Hindustan Copper Limited (NSE:HINDCOPPER) trades with a trailing P/E of 49, which is higher than the industry average of 12.8. Although some investors may see this as unappealing, it is important to understand the assumptions behind the P/E ratio before making judgments. In this article, I will explain what the P/E ratio is as well as what you should look out for when using it.
See our latest analysis for Hindustan Copper
What you need to know about the P/E ratio
P/E is often used for relative valuation since earnings power is a chief driver of investment value. By comparing a stock’s price per share to its earnings per share, we are able to see how much investors are paying for each dollar of the company’s earnings.
P/E Calculation for HINDCOPPER
Price-Earnings Ratio = Price per share ÷ Earnings per share
HINDCOPPER Price-Earnings Ratio = ₹55.65 ÷ ₹1.135 = 49x
The P/E ratio itself doesn’t tell you a lot; however, it becomes very insightful when you compare it with other similar companies. Our goal is to compare the stock’s P/E ratio to the average of companies that have similar attributes to HINDCOPPER, such as company lifetime and products sold. A common peer group is companies that exist in the same industry, which is what I use. Since HINDCOPPER’s P/E of 49 is higher than its industry peers (12.8), it means that investors are paying more for each dollar of HINDCOPPER’s earnings. This multiple is a median of profitable companies of 25 Metals and Mining companies in IN including Bhoruka Aluminium, Golkonda Aluminium Extrusions and Mukand. You could think of it like this: the market is pricing HINDCOPPER as if it is a stronger company than the average of its industry group.

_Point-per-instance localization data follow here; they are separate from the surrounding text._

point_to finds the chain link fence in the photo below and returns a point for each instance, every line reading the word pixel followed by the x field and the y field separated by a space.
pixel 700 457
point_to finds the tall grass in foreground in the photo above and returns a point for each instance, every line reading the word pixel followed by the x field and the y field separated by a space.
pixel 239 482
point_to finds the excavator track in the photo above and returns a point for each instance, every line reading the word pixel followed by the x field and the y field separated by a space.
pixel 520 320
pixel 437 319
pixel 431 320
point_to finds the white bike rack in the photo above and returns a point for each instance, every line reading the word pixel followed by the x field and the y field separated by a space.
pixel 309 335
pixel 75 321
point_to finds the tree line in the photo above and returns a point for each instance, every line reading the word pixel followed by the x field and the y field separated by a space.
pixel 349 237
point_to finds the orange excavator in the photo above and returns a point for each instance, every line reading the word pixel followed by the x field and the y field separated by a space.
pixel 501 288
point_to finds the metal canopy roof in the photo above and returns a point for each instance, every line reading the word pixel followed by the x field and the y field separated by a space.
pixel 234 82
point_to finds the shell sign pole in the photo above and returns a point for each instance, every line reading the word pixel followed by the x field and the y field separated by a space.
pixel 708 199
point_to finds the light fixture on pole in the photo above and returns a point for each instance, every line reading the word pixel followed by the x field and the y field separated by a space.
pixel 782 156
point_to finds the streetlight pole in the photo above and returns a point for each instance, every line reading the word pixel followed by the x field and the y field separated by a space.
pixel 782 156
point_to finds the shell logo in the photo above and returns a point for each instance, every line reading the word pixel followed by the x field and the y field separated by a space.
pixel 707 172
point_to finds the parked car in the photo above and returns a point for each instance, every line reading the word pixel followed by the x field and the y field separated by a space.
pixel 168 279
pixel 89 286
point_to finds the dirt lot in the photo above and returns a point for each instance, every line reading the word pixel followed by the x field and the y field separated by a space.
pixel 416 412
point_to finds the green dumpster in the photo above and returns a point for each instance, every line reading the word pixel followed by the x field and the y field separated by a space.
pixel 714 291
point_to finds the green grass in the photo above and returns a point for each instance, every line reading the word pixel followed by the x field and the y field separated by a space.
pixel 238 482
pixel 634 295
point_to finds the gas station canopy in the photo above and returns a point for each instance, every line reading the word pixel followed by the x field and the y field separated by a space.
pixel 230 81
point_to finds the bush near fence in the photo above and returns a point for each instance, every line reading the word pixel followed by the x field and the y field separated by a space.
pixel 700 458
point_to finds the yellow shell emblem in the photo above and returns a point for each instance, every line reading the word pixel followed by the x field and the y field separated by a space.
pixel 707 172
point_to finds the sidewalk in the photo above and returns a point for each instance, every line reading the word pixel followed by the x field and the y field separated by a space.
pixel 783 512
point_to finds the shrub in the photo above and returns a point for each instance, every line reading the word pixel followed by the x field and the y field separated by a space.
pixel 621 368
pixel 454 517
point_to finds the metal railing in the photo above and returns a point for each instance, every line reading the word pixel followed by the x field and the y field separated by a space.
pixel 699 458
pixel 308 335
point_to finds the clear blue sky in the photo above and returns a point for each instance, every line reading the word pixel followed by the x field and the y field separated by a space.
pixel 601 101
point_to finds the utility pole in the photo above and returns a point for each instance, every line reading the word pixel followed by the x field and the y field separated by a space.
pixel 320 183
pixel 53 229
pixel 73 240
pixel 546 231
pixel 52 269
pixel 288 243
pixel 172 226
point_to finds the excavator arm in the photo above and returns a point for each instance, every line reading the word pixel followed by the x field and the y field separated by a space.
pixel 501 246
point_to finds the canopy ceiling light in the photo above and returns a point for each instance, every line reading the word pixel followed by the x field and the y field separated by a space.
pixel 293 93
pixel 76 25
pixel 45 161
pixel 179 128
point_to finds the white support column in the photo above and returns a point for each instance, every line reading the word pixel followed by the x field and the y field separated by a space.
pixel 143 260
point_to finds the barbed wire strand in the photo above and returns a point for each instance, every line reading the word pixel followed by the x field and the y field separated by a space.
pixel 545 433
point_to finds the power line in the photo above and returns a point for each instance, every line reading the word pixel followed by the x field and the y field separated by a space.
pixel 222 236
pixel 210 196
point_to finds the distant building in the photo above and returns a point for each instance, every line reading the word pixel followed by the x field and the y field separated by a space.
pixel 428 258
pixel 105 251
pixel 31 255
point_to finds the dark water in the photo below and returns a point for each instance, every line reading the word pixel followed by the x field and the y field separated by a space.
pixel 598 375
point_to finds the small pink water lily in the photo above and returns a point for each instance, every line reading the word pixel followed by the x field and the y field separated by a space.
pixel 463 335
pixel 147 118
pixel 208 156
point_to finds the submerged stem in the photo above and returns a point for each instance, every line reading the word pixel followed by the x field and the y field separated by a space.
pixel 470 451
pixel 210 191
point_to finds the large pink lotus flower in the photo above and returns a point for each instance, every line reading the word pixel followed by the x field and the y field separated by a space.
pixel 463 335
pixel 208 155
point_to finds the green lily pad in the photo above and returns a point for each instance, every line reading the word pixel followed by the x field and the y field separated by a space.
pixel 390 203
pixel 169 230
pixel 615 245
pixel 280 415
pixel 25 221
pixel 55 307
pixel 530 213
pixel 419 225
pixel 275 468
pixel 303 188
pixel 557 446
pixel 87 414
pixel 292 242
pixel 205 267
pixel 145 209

Assumptions to be aware of
Before you jump to conclusions it is important to realise that there are assumptions in this analysis. The first is that our “similar companies” are actually similar to HINDCOPPER. If not, the difference in P/E might be a result of other factors. For example, if Hindustan Copper Limited is growing faster than its peers, then it would deserve a higher P/E ratio. Of course, it is possible that the stocks we are comparing with HINDCOPPER are not fairly valued. Just because it is trading on a higher P/E ratio than its peers does not mean it must be overvalued. After all, the peer group could be undervalued.